On the infrastructure level, Kubernetes connects with a cluster of machines. Those machines could be real, virtual, cloud, or a mix of all three. Kubernetes breakthrough is how it connects containerized applications to the machines that run them.
- Kubernetes connects with a cluster of machines
- A Controller Plane forms the backbone of the Kubernetes platform between the machines and the containerized application
- Workloads get scheduled to the machine cluster via an API server on the Controller Plane
- In addition, the Controller Plane includes a Controller Manager that can create, update, or delete resources as needed
- The workloads themselves live inside Nodes. These Nodes hold the state for the workload and all containers in that Node
- Within each Node are one or more Pods where containers live with their applications and libraries
So, each container in your application becomes encapsulated in a Pod. That Pod lives inside a Node, alongside any other containers (Pods) that need access to the same state information. Workloads pass from Node to the API Scheduler on the Controller Plane to get processed and passed back.
Kubernetes is concerned with creating, managing, and closing the pods and nodes that make up your application as loads require. It creates an abstraction layer that allows your application to be a persistent entity, even as the pods that run the containers are constantly changing. As soon as your application needs access to a container, Kubernetes creates a pod for it. However, when that container isn’t actively needed, Kubernetes shuts down the pod to minimize idle resource usage.
Kubernetes is a very powerful tool, but it’s also known for its steep learning curve. Setting up your first Kubernetes installation is sure to be a massive learning experience. Luckily, there’s a large user community to help you along the way.
Additionally, for each application you run using containers and Kubernetes, you’ll need to create a map for Kubernetes to understand how the parts of the application relate to one another. For many common application types, these maps already exist and you can use an open source map to get up and running quickly. However, if you have a complex or novel application architecture, you’ll need to set aside some time to map it out and optimize the best way for Kubernetes to orchestrate that app’s containers.
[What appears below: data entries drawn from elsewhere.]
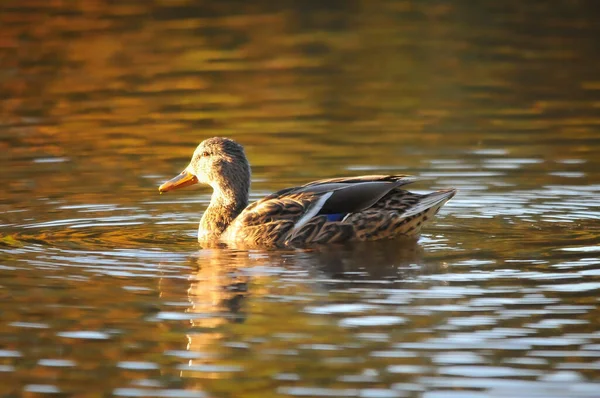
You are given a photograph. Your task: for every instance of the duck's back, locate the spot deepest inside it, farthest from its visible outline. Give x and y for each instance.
(336, 210)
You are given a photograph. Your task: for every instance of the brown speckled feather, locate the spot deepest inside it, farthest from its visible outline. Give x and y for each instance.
(273, 220)
(326, 211)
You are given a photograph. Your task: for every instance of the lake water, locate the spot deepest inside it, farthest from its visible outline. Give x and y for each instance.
(105, 291)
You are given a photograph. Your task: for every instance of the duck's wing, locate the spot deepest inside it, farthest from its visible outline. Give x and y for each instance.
(307, 212)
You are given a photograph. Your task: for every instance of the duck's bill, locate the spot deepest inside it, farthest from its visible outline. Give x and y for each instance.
(182, 180)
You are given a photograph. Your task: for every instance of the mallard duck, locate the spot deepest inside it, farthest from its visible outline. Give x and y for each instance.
(369, 207)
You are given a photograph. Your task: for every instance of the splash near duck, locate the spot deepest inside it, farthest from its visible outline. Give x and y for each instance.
(335, 210)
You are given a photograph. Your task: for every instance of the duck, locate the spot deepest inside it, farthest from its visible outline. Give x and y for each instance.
(334, 210)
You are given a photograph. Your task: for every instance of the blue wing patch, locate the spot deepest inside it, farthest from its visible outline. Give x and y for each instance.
(335, 217)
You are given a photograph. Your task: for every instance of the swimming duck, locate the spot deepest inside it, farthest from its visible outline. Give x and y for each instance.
(369, 207)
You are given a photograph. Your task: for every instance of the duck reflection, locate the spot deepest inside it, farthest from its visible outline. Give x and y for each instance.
(226, 283)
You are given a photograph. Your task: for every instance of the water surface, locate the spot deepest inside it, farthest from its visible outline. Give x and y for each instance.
(104, 290)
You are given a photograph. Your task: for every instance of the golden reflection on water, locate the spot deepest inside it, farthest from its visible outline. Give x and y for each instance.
(102, 100)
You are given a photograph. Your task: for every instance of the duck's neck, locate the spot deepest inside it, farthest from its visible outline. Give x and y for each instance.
(226, 203)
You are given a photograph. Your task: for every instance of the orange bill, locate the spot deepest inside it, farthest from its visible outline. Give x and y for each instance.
(182, 180)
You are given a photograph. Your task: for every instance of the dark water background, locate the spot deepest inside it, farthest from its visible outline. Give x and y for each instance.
(104, 291)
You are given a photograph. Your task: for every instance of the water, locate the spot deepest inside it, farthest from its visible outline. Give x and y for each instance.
(104, 290)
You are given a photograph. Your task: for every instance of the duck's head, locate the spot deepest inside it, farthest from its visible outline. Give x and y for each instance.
(218, 162)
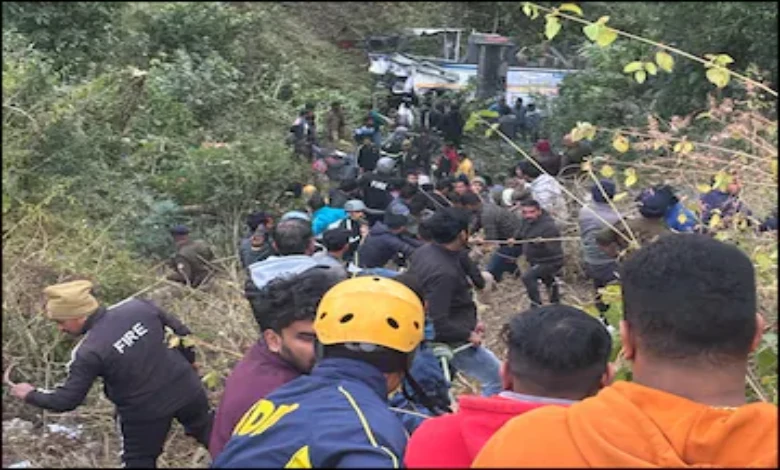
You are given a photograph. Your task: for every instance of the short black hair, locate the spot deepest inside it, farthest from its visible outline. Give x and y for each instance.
(688, 296)
(446, 224)
(292, 237)
(316, 202)
(444, 183)
(530, 169)
(335, 239)
(408, 191)
(470, 199)
(293, 298)
(557, 350)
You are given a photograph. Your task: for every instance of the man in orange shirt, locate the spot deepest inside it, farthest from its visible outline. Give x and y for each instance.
(689, 326)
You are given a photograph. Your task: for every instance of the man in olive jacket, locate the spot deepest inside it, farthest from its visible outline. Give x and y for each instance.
(545, 258)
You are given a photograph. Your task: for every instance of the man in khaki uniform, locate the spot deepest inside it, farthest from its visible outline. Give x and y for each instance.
(192, 261)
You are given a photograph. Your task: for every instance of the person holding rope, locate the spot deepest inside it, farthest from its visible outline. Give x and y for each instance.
(367, 330)
(449, 300)
(545, 257)
(149, 383)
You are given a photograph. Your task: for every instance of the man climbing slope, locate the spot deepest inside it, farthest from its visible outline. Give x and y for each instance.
(125, 345)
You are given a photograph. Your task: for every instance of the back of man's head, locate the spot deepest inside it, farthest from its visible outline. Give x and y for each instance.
(292, 237)
(557, 351)
(690, 298)
(446, 224)
(294, 298)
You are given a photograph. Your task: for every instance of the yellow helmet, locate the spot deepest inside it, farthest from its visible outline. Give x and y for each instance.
(373, 310)
(308, 190)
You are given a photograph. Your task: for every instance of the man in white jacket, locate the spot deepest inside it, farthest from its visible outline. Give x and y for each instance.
(545, 189)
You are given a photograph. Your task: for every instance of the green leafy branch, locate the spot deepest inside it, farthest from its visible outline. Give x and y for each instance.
(717, 71)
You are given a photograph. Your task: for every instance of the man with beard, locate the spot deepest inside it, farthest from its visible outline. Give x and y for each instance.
(285, 350)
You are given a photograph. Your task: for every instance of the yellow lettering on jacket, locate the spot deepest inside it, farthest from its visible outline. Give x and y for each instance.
(260, 417)
(300, 459)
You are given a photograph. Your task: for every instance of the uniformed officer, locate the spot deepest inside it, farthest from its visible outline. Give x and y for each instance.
(191, 262)
(149, 383)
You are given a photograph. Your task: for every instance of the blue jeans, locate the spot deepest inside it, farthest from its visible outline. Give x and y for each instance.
(504, 260)
(481, 364)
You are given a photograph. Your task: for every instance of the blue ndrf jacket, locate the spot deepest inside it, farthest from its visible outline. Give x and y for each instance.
(325, 216)
(335, 417)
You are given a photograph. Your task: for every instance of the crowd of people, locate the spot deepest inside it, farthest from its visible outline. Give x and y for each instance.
(364, 301)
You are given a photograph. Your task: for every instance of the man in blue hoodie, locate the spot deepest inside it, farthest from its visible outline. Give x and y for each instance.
(337, 416)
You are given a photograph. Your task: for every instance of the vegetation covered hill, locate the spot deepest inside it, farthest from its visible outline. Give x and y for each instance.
(111, 113)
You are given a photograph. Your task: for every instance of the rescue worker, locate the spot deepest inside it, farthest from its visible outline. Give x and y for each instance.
(367, 329)
(689, 328)
(149, 383)
(284, 351)
(499, 224)
(192, 261)
(600, 267)
(336, 123)
(356, 224)
(448, 297)
(376, 187)
(545, 257)
(556, 356)
(257, 246)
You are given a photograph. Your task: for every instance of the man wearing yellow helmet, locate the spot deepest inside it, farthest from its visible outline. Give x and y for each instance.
(367, 330)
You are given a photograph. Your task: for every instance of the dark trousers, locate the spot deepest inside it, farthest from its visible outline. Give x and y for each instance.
(601, 275)
(143, 440)
(504, 260)
(546, 272)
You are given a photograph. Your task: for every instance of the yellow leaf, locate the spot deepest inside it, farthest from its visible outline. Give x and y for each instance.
(631, 177)
(664, 60)
(719, 76)
(552, 27)
(632, 67)
(173, 341)
(715, 221)
(571, 7)
(606, 37)
(620, 143)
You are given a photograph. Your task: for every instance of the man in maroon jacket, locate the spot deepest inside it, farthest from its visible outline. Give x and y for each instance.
(285, 351)
(557, 355)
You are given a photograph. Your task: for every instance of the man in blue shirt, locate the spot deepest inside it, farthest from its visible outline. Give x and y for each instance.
(367, 329)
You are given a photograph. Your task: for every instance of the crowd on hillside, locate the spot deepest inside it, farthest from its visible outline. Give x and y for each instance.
(364, 300)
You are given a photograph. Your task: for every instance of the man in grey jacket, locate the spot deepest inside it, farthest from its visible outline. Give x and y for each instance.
(600, 266)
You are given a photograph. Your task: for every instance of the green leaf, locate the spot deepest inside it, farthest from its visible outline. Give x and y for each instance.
(552, 27)
(632, 67)
(592, 31)
(664, 60)
(571, 7)
(606, 37)
(719, 76)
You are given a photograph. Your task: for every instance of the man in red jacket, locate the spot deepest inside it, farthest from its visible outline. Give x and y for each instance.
(557, 355)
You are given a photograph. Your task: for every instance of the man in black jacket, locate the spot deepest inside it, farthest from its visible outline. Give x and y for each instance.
(545, 258)
(448, 297)
(149, 383)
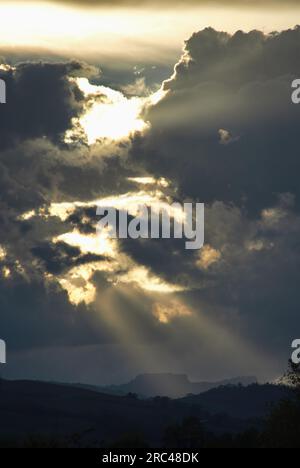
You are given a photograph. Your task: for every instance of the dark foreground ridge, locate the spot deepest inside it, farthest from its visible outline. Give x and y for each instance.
(90, 418)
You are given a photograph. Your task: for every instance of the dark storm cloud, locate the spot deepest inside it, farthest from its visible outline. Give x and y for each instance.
(239, 85)
(226, 134)
(41, 100)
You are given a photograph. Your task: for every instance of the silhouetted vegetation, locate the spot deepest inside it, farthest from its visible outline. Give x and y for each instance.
(160, 422)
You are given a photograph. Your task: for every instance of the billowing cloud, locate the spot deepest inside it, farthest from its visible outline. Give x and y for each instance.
(224, 132)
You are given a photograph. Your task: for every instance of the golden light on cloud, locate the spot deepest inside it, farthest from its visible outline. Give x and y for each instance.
(94, 243)
(109, 114)
(165, 313)
(148, 282)
(152, 33)
(161, 182)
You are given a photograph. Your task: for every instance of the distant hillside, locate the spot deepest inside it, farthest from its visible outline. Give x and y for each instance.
(171, 385)
(29, 408)
(253, 401)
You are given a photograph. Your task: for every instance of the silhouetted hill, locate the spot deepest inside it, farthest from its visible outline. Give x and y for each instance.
(171, 385)
(253, 401)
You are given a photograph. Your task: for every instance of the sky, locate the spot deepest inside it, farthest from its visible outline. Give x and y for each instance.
(121, 103)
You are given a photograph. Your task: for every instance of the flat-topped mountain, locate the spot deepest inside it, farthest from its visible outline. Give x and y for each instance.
(171, 385)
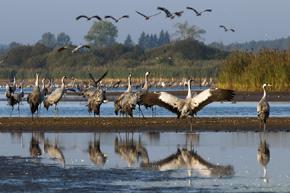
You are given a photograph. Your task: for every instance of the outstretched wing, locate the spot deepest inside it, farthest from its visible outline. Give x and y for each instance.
(161, 99)
(108, 16)
(210, 95)
(164, 9)
(95, 16)
(141, 14)
(196, 12)
(81, 16)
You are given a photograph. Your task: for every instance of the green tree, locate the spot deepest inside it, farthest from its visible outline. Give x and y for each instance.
(128, 41)
(102, 34)
(48, 39)
(184, 31)
(63, 39)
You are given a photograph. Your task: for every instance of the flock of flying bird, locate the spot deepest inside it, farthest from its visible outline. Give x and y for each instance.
(126, 103)
(168, 14)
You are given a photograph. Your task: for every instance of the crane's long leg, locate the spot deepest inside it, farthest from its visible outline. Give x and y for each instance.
(11, 110)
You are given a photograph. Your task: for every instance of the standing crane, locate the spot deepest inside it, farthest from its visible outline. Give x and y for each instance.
(127, 101)
(187, 106)
(142, 91)
(263, 107)
(16, 99)
(34, 98)
(55, 97)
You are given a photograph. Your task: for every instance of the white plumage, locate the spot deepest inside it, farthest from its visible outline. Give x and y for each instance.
(187, 106)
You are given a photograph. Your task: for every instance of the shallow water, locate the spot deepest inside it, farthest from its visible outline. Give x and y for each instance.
(216, 109)
(133, 163)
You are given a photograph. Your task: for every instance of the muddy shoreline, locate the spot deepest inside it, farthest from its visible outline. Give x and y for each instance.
(155, 124)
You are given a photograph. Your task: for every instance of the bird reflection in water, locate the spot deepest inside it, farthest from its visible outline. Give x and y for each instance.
(53, 150)
(34, 148)
(130, 151)
(95, 153)
(263, 155)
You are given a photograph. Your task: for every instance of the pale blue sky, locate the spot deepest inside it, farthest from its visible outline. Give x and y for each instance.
(24, 21)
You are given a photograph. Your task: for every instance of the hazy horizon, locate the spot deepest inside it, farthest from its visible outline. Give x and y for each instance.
(25, 21)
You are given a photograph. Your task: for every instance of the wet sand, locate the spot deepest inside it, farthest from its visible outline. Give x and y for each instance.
(157, 124)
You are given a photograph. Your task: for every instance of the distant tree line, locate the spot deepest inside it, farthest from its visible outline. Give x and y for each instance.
(281, 44)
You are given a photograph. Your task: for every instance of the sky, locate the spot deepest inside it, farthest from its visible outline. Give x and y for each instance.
(25, 21)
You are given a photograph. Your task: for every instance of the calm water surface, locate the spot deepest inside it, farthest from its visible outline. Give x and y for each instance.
(162, 162)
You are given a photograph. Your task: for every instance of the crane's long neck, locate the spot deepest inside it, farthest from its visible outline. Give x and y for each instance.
(129, 84)
(146, 82)
(62, 82)
(36, 82)
(265, 94)
(189, 89)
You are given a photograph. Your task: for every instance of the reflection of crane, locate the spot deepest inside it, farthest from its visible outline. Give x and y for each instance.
(263, 155)
(129, 151)
(34, 148)
(263, 108)
(95, 153)
(54, 150)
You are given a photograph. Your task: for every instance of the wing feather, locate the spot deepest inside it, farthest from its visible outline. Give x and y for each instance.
(161, 99)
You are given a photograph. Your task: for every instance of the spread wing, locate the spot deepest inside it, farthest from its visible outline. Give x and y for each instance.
(141, 14)
(81, 16)
(210, 95)
(96, 16)
(161, 99)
What You Can Do with Kubernetes
The good news is once you’ve invested the up-front time telling Kubernetes how to compose an application, it can handle the nitty-gritty of actually rolling out the containers and keeping them in sync without you needing to do anything.
Kubernetes Labels allow developers to organize and categorize their resources however they want. Annotations mean you can add custom information fields that make workflows run easier. They provide a simple way for the processes and tools within Kubernetes to checkpoint state and keep everything synchronized in the application.
Once that application is live, Kubernetes handles everything you need to do to scale that app as well. As long as you have access to the necessary resources, Kubernetes can make decisions about load balancing for an application of any size.
Continuous integration and deployment are also easy with Kubernetes. One of the big advantages of a container-based application is zero downtime when pushing a new version to production. Kubernetes makes it even easier to release new versions and features.
Benefits of Kubernetes
Kubernetes makes containerized applications incredibly easy to deploy, scale, and manage. The initial challenges of setup pay off down the line as Kubernetes handles all the intricacies of processing, storage, and bandwidth for your application from many containers across many machines in a cluster. For anyone working on highly available web applications, especially from an optimization or DevOps perspective, knowledge of Kubernetes is key.